The trial (NCT03237494) is for adult patients with polyneuropathy disease or cardiomyopathy of unknown causes and is currently recruiting participants.

Mutations (errors) in the gene for transthyretin leads to an abnormal TTR protein. Until now, more than 100 different TTR gene mutations have been reported. The misfolded protein — which carries an incorrect and aberrant conformation — that arises from these mutations  is the underlying cause for TTR amyloidosis. This is because the misfolded TTR has a tendency to form aggregates which deposit in the body’s tissues, mainly in the nerves and heart.

The disease presents a wide spectrum of clinical manifestations, from exclusive neurological involvement to a predominant cardiac presentation. In the first scenario, the disease is called TTR familial amyloid polyneuropathy (TTR-FAP), while the second is called TTR amyloid cardiomyopathy (TTR-CM). However, the symptoms may occur simultaneously, and in fact more than 62 percent of patients exhibit both conditions.
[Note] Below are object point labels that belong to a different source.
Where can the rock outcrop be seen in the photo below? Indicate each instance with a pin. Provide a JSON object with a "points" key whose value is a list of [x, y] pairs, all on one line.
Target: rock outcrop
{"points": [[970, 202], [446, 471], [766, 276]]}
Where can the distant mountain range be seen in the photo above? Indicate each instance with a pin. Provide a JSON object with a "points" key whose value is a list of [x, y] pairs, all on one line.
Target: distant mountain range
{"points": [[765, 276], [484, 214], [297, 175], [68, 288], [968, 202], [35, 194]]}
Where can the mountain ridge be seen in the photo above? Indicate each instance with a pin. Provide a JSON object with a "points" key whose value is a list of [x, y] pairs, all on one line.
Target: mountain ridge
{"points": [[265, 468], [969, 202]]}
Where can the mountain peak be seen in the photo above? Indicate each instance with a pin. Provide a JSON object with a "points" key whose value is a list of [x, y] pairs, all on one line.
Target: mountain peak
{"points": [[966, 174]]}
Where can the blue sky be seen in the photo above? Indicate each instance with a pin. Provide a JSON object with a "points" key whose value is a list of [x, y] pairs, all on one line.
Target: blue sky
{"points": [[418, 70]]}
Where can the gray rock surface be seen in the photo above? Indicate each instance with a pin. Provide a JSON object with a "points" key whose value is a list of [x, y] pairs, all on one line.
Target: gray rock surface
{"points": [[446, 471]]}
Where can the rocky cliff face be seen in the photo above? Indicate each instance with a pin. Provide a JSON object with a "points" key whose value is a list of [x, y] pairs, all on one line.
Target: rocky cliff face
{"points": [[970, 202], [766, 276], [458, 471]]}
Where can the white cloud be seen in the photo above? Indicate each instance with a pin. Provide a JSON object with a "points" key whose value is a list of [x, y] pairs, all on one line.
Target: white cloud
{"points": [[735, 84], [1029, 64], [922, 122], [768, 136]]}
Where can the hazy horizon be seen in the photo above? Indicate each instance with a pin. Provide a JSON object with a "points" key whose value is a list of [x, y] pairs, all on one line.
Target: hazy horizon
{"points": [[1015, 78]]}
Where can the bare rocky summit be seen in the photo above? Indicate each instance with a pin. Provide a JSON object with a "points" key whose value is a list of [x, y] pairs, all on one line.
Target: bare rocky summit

TTR-FAP has a very heterogeneous presentation, and symptoms are usually categorized in three groups: dysfunction of peripheral nerves, autonomic dysfunction, and constitutional conditions. The peripheral nerves are those controlling sensation and movement in the arms and legs, while autonomic nerves control automatic body functions, such as blood pressure, the digestive system, and sexual function.

In this clinical trial, sponsored by the  University of Rostock in Germany in collaboration with Centogene, researchers’ primary objective is to determine the prevalence of TTR in patients with polyneuropathy or cardiomyopathy of undetermined causes. The TRAM study’s secondary endpoint is to know the number of correctly identified patients with hereditary TTR-related amyloidosis.

Centogene is a company that focuses on rare diseases and has developed genetic tests to allow a rapid medical diagnosis of inherited conditions, such as TTR-FAP.

The TRAM trial expects to enroll 5,000 patients ages 18 to 70 who are diagnosed either with polyneuropathy or/and cardipmyopathy of undetermined cause based on the results of biochemical tests, including glucose, electrolytes, urea, transaminases, thyroid-stimulating hormone (TSH), immunoglobulins, vitamin B12, RF, ANA, and antibodies against Lyme borrelia.

In the trial, patients DNA samples will be used for molecular genetic diagnosis of the TTR disease. An estimated primary completion date for primary outcome measure is June 2019.

Patricia holds her Ph.D. in Cell Biology from University Nova de Lisboa, and has served as an author on several research projects and fellowships, as well as major grant applications for European Agencies. She also served as a PhD student research assistant in the Laboratory of Doctor David A. Fidock, Department of Microbiology & Immunology, Columbia University, New York.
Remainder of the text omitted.